Po chwili Henryk zawołał ze zdziwieniem:
- Niech mnie diabli porwą! Patrzcie, wypisał mi Contact service center.
- No widzisz, mieli rację, nie można...
Kiedy Henryk chował telefon, w zamieszaniu ktoś lekko potrącił jego żonę.
Kawałek boczku spadł z patyka prosto w płomienie. Radio zagrało kolejny stary
przebój:
In the year 2525
If man is still alive
To tylko zbieg okoliczności, ale Maciej po raz pierwszy urodził się właśnie w
2525 roku. Pamiętna sesja rebirthingu sprawiła, że wspomnienia były już prawie
na powierzchni.
Teraz zapach palonego boczku i drewna bukowego razem wzięte okazały się tym
czynnikiem, który ostatecznie odblokował pamięć poprzedniego wcielenia z
dalekiej przyszłości.
W pierwszej kolejności przypomniał mu się potworny, choć trwający mgnienie oka
ból, gdy zabijano wszczep i słabszy, ale dłużej trwający, gdy usuwano z mózgu
jego resztki.
Po bólu przyszła reszta wspomnień...
Maciej zawsze marzył o romantycznym XX wieku, który zapoczątkował procesy
wstrząsające jego XXVI stuleciem.

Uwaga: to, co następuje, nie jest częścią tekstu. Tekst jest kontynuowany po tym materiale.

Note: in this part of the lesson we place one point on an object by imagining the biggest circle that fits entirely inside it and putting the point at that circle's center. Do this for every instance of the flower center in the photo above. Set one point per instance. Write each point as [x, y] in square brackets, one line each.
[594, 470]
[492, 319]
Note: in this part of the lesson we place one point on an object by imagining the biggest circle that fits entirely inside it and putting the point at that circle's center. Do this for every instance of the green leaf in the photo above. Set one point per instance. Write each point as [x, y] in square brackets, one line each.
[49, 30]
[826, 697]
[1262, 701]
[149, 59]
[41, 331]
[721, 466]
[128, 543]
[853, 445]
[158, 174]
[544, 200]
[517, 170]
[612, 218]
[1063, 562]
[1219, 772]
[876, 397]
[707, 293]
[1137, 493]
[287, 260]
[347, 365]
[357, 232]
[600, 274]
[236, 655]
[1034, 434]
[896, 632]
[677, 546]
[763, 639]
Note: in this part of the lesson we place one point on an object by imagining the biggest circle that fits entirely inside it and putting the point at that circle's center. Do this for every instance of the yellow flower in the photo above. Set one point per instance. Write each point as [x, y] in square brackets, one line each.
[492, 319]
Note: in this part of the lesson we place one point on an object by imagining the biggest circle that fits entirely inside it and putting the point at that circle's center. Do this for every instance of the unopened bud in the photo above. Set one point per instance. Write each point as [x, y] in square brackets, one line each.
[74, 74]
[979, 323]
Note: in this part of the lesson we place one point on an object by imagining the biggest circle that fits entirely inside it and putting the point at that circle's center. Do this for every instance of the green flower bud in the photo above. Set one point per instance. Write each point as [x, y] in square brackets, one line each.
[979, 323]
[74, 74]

W czasie studiów doszedł do wniosku, że samo
analizowanie materiałów archiwalnych nie zaspokoi pragnień, on musi poznać ten
wiek osobiście.
- A po AIDS ci XX wiek, chcesz może pogadać z prawdziwym dyktatorem, a może
umrzeć z głodu? Przecież to stulecie mamy udokumentowane.
- E tam, zawsze można udokumentować lepiej. Żebyś widział, jakie mamy tu luki.
Uparte pragnienie Macieja przebiło w końcu wszystkie przeszkody i skierowano go
do klasztoru Neoscjentologów, aby zwiedził wiek XX metodą reinkarnacji
wstecznej. Technika, która pozwoliłaby przenieść go w przeszłość we własnej
osobie, także istniała, ale od kilkudziesięciu lat była w zasadzie zakazana.
Obie wspomniane techniki kryją sprzeczności (pozorne, czyli usuwalne w
matematycznej teorii), każda inne. Kryją także niebezpieczeństwa, bynajmniej nie
pozorne. Niezależnie od wybranej metody największym niebezpieczeństwem grozi
przekazanie informacji o około 75 lat wstecz. Oczywiście od kiedy to wiadomo,
podróżników wypuszcza się w przeszłość nie bliższą niż 200 lat, ale zawsze może
zdarzyć się nieszczęśliwy wypadek: spotkanie we wspólnej przeszłości
eksploratorów z czasów oddalonych od siebie o ów krytyczny okres.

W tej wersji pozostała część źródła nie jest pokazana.